ECLI:NL:CRVB:2012:BV8974
Centrale Raad van Beroep
- Eerste aanleg - enkelvoudig
- R. Kooper
- Rechtspraak.nl
Afwijzing aanvraag om erkenning als vervolgde en WUV-uitkering met onvoldoende zorgvuldige voorbereiding
In deze zaak heeft appellant, geboren in 1931 in het voormalig Nederlands-Indië, een aanvraag ingediend bij de Pensioen- en Uitkeringsraad om erkend te worden als vervolgde en in aanmerking te komen voor een WUV-uitkering. Appellant stelt dat hij samen met zijn oudere broer tijdens de Japanse bezetting in het Halimoen-kamp is geïnterneerd. De aanvraag werd afgewezen op 29 december 2009, omdat niet was komen vast te staan dat appellant vervolging in de zin van de Wet uitkeringen vervolgingsslachtoffers 1940-1945 (Wuv) had ondergaan.
In beroep heeft appellant opnieuw verwezen naar getuigen die zijn verhaal zouden kunnen bevestigen, maar de Raad heeft vastgesteld dat de door appellant genoemde personen niet door verweerder zijn benaderd. De Raad concludeert dat er onvoldoende objectieve bevestiging is van het verblijf van appellant in het Halimoen-kamp, maar dat er ook geen stellige aanwijzingen zijn die uitsluiten dat hij daar heeft verbleven. De Raad oordeelt dat verweerder de door appellant genoemde personen had moeten benaderen om de zaak zorgvuldig te kunnen afhandelen.

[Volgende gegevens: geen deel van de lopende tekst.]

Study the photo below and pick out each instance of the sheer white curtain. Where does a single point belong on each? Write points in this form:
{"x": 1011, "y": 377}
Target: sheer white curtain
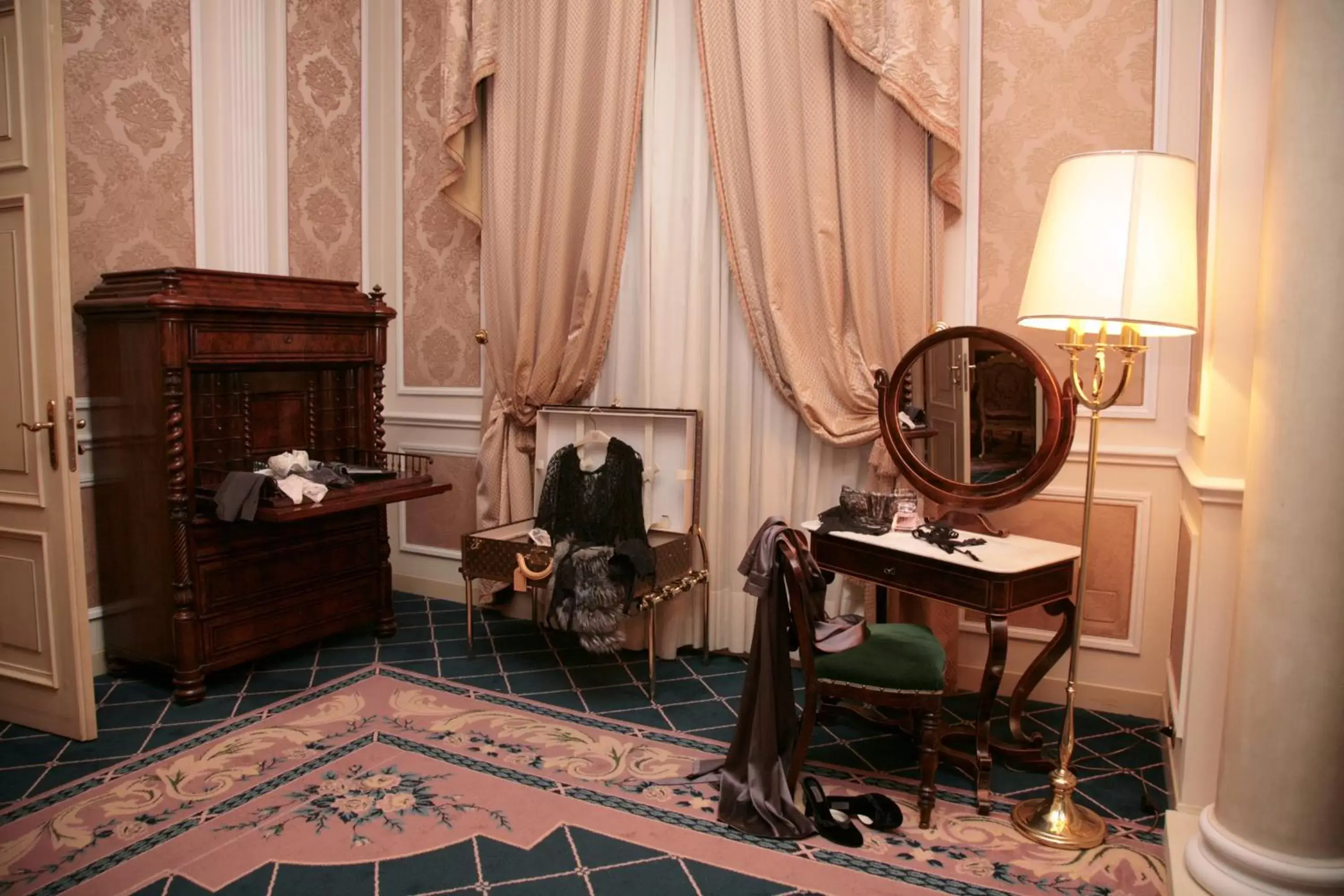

De Centrale Raad van Beroep heeft het bestreden besluit vernietigd, omdat dit niet met de vereiste zorgvuldigheid was voorbereid. De Raad heeft verweerder opgedragen om een nieuw besluit te nemen met inachtneming van deze uitspraak en heeft bepaald dat verweerder het griffierecht van € 35,-- aan appellant moet vergoeden. De uitspraak is gedaan door R. Kooper, in tegenwoordigheid van R.L.G. Boot als griffier, en is openbaar uitgesproken op 15 maart 2012.